Harnessing the sun energy is at the moment the MOST EXPENSIVE form of energy producing ... but of course people just hear or read "articulate" speaches and believe everything their medias feed them. :nuts:


----------



## goschio (Dec 2, 2002)

Beef_Sister said:


> The future of Dubai? I wouldn't say it's too bright. For one, I find it terrible that a city in the sun, with all the free energy man could ever want, is not even harnessed. What a waste of resources.


Agree with you. Dubai should build some solar thermal powerplants. Similar to the ones planed in the Sahara. 

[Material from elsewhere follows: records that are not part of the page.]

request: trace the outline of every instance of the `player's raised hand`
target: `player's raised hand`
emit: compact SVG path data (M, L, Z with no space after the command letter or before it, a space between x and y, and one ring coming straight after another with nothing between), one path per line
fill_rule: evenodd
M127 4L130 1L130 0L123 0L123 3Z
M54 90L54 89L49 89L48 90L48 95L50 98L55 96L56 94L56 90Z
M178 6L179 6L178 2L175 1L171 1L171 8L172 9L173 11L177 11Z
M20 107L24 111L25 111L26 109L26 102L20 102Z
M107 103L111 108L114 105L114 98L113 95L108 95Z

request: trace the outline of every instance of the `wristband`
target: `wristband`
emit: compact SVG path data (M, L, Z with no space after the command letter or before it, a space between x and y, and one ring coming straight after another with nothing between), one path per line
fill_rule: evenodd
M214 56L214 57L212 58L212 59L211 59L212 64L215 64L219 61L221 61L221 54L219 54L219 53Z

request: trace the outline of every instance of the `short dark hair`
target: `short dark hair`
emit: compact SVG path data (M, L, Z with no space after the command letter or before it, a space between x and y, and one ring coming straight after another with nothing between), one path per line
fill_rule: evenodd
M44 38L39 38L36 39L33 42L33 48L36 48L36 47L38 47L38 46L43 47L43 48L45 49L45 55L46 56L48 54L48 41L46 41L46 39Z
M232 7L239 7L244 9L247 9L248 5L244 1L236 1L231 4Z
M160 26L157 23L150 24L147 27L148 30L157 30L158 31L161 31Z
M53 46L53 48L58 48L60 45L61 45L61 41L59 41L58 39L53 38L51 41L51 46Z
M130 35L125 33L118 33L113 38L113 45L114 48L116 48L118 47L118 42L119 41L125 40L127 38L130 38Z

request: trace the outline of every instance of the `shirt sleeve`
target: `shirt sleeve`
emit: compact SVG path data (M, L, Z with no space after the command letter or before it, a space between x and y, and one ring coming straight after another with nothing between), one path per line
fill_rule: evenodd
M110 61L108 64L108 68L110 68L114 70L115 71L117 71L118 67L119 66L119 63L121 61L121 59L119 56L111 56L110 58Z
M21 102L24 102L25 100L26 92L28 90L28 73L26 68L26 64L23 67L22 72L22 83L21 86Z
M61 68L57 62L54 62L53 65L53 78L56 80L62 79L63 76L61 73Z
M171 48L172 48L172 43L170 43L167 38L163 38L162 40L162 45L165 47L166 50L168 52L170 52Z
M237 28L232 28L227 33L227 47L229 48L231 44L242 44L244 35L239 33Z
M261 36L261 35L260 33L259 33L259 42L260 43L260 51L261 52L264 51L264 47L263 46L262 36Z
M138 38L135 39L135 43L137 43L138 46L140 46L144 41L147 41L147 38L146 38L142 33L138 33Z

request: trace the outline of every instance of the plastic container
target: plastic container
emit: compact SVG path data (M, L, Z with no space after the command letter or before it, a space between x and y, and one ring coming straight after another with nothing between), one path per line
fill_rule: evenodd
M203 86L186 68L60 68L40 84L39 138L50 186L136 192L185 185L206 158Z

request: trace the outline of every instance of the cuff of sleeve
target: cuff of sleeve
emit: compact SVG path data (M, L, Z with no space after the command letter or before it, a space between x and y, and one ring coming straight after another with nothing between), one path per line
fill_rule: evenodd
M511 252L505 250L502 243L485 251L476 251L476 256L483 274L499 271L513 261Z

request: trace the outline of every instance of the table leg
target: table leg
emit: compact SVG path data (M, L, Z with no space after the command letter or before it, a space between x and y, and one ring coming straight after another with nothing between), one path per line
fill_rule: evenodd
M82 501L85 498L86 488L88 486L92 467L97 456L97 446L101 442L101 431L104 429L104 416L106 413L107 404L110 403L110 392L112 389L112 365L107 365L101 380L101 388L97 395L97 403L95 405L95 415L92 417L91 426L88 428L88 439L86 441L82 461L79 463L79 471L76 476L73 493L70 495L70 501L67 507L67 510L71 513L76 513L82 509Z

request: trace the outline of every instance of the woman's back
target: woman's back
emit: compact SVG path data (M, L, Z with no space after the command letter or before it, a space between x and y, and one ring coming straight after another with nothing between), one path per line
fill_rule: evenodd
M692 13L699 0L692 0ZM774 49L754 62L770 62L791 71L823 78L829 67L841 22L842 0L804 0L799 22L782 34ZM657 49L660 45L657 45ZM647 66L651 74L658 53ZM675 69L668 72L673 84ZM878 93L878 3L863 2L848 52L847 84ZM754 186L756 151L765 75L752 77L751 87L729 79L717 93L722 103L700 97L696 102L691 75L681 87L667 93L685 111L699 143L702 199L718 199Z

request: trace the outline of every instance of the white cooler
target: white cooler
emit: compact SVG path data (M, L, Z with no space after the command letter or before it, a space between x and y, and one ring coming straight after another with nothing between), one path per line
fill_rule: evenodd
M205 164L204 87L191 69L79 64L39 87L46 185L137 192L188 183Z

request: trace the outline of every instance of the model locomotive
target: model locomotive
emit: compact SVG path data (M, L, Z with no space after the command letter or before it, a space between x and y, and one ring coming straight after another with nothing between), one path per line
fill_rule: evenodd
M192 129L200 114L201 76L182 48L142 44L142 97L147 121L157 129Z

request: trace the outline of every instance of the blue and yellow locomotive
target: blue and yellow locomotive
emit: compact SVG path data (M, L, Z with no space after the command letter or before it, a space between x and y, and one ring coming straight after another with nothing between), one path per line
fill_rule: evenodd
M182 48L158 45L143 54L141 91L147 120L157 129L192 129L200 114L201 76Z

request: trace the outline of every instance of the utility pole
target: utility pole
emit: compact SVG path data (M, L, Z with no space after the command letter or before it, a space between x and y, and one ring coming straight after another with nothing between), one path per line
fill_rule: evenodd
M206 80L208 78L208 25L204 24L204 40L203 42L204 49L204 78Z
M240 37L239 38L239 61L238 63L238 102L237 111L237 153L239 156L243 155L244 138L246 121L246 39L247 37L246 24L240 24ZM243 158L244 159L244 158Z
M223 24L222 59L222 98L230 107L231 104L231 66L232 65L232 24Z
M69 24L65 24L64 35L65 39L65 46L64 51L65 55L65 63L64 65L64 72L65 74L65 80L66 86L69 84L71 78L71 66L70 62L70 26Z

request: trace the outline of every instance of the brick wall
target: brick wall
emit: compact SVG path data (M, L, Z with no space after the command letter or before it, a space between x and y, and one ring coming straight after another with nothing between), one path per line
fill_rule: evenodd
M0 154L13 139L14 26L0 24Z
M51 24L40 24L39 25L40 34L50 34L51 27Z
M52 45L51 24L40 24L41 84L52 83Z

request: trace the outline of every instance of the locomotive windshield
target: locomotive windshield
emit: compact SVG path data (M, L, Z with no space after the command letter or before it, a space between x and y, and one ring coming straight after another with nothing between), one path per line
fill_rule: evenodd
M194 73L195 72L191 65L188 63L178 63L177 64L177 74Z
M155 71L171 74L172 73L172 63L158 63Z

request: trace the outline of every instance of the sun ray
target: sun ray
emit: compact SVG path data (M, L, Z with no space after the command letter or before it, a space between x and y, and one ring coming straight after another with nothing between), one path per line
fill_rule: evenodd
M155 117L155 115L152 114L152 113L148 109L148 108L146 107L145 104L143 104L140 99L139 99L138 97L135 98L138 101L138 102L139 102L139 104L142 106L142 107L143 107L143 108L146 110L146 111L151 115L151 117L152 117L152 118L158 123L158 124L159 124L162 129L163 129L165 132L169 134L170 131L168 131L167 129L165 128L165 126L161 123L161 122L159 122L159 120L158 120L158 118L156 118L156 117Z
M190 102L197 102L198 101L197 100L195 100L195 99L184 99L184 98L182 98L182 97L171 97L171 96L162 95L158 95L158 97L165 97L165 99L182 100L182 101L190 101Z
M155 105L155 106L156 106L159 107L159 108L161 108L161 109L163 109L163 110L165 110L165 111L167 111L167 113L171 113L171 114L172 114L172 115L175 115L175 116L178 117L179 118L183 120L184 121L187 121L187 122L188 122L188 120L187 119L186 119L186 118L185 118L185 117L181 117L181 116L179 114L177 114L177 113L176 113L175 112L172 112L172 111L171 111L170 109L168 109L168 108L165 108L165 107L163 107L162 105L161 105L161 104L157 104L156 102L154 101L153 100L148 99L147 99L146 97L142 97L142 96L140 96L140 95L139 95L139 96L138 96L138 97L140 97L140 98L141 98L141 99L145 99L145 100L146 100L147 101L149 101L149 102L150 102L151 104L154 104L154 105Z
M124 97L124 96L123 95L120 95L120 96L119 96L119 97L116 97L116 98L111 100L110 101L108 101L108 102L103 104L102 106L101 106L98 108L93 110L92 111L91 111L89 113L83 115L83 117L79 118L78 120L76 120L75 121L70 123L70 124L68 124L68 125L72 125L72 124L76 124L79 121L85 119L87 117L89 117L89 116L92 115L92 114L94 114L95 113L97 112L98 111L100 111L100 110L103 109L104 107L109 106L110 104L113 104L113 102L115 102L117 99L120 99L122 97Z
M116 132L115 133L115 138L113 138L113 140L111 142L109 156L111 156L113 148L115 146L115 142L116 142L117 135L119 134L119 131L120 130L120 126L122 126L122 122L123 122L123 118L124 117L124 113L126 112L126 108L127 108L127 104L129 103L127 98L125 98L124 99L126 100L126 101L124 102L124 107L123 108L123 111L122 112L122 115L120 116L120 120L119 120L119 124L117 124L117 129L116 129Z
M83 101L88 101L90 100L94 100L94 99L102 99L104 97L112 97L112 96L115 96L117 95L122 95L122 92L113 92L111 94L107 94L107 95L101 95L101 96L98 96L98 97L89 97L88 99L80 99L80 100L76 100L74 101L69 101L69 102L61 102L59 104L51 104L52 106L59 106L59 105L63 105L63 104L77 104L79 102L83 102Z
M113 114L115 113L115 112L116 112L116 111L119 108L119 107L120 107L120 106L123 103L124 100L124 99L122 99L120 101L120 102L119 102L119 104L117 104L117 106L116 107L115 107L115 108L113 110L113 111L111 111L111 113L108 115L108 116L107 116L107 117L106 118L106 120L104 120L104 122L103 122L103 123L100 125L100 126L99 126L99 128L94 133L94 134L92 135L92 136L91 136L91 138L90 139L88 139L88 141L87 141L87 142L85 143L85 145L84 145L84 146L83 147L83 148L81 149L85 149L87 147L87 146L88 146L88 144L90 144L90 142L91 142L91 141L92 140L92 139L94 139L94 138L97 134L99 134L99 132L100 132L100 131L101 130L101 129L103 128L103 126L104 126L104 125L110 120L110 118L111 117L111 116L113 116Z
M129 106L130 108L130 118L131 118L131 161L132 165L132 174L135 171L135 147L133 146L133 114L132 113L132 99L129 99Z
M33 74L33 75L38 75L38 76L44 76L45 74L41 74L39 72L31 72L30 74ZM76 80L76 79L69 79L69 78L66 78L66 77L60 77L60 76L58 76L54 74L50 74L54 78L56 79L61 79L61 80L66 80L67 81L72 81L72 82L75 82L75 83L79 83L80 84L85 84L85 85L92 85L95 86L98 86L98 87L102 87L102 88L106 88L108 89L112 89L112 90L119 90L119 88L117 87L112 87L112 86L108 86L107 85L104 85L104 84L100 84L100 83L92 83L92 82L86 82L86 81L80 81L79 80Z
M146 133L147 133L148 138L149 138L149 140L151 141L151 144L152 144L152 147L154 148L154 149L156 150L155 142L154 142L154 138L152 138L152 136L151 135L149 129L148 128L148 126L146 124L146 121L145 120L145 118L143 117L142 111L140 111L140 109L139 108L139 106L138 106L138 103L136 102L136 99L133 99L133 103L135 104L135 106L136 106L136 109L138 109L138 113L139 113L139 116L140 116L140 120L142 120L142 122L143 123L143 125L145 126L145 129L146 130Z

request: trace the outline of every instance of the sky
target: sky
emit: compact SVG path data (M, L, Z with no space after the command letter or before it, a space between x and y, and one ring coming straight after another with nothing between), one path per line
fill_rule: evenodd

And its not only about the costs but also about polluting the atmosphere. UAE are probably one of the few nations which actually can afford such measures.


----------



## desertpunk (Oct 12, 2009)

There's so much global urban rivalry these days. Dubai's push for every superlative only feeds it and it may be unhealthy. So many other cities in the region are mimicing Dubai's amazing growth and urbanism so it's anyone's guess whether one of them rises to meet the challenge. Either way, it's been one hell of a ride and no doubt, Dubai will keep surprising us all!


----------



## miami305 (May 20, 2009)

I just read this whole blog and in the end...who cares, I for one, have no desire to visit the middle east, let along Dubai....I rather visit Europe, other places and cities in my country (USA) or Latin America....


----------



## cilindr0 (Aug 8, 2012)

I guess that all this proyects are dead xD


----------



## Cutteredge (Aug 19, 2011)

I do not know. But the clear, Underwater in Dubai is impressive.

Hydropolis Underwater Hotel and Resort Dubai


----------



## Atmosphere (Mar 15, 2009)

Seeing all the new projects, it looks like Dubai, and this thread come back alive :banana:


----------